Kathryn performs folk music from both sides of the pond, with an emphasis on Ireland and even a dash of Gaeilge here and there. Her influences include Susan McKeown, Christy Moore, Mairéad Ní Mhaonaigh, Niamh Parsons, Dougie MacLean, Kate Rusby, Kat Eggleston, and more. With her melodic voice, her love of world cultures and her attention to detail, she continues the tradition of Celtic folk music as an artist, a performer and an inspiration for peace and harmony in a complicated world. She and her husband live in somewhat peaceful harmony with their brood of hooligan cats.
Kathryn currently plays the guitar, but at various times in her life has had encounters with the piano, violin, lap harp, ukulele, and tin whistle. She has transitioned from a classical singing background into the folk world. Her favorite musical style is sean-nós, and she is working on her Gaeilge to perform more of these songs in the future.

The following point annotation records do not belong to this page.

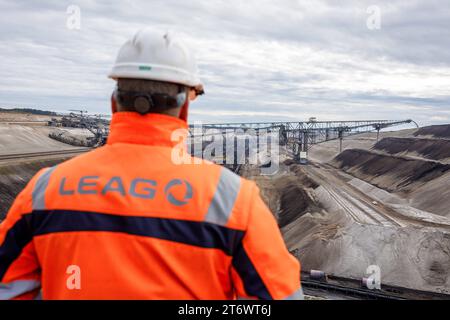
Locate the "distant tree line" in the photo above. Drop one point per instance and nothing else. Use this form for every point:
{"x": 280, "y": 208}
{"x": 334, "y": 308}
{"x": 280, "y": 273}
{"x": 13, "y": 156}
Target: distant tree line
{"x": 29, "y": 110}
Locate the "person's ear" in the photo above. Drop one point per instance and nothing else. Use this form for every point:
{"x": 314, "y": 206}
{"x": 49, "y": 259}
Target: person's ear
{"x": 113, "y": 103}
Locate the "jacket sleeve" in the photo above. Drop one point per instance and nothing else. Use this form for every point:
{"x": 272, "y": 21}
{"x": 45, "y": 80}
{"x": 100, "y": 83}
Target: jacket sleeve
{"x": 19, "y": 267}
{"x": 263, "y": 268}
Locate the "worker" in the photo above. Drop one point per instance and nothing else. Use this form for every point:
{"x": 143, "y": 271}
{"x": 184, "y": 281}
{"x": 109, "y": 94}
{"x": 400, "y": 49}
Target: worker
{"x": 126, "y": 221}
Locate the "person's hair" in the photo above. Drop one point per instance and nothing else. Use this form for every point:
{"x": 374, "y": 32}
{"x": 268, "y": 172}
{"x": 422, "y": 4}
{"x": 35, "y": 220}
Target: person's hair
{"x": 149, "y": 87}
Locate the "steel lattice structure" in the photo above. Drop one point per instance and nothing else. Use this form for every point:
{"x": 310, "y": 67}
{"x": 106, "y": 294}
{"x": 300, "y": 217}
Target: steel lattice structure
{"x": 300, "y": 135}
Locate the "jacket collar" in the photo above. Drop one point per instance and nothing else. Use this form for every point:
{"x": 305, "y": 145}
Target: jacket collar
{"x": 150, "y": 129}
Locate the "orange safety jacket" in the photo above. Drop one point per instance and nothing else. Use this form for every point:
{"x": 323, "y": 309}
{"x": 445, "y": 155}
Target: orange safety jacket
{"x": 126, "y": 222}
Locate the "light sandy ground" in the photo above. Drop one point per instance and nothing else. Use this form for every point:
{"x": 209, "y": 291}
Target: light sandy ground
{"x": 353, "y": 224}
{"x": 16, "y": 116}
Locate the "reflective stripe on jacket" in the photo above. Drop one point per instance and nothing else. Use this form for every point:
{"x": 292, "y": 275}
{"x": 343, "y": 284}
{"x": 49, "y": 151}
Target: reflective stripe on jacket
{"x": 126, "y": 222}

From the artist: “The CD is called Origins because I wanted to highlight songs that I either learned at a young age or have become foundational to my identity as a musician. Bunch of Thyme and Streets of Derry I’ve known since I was little, and more recently learned ones like Galway Shawl were included because I learned them from musicians I met at the Coastal Celtic Festival, which was my first music festival as a folk performer.”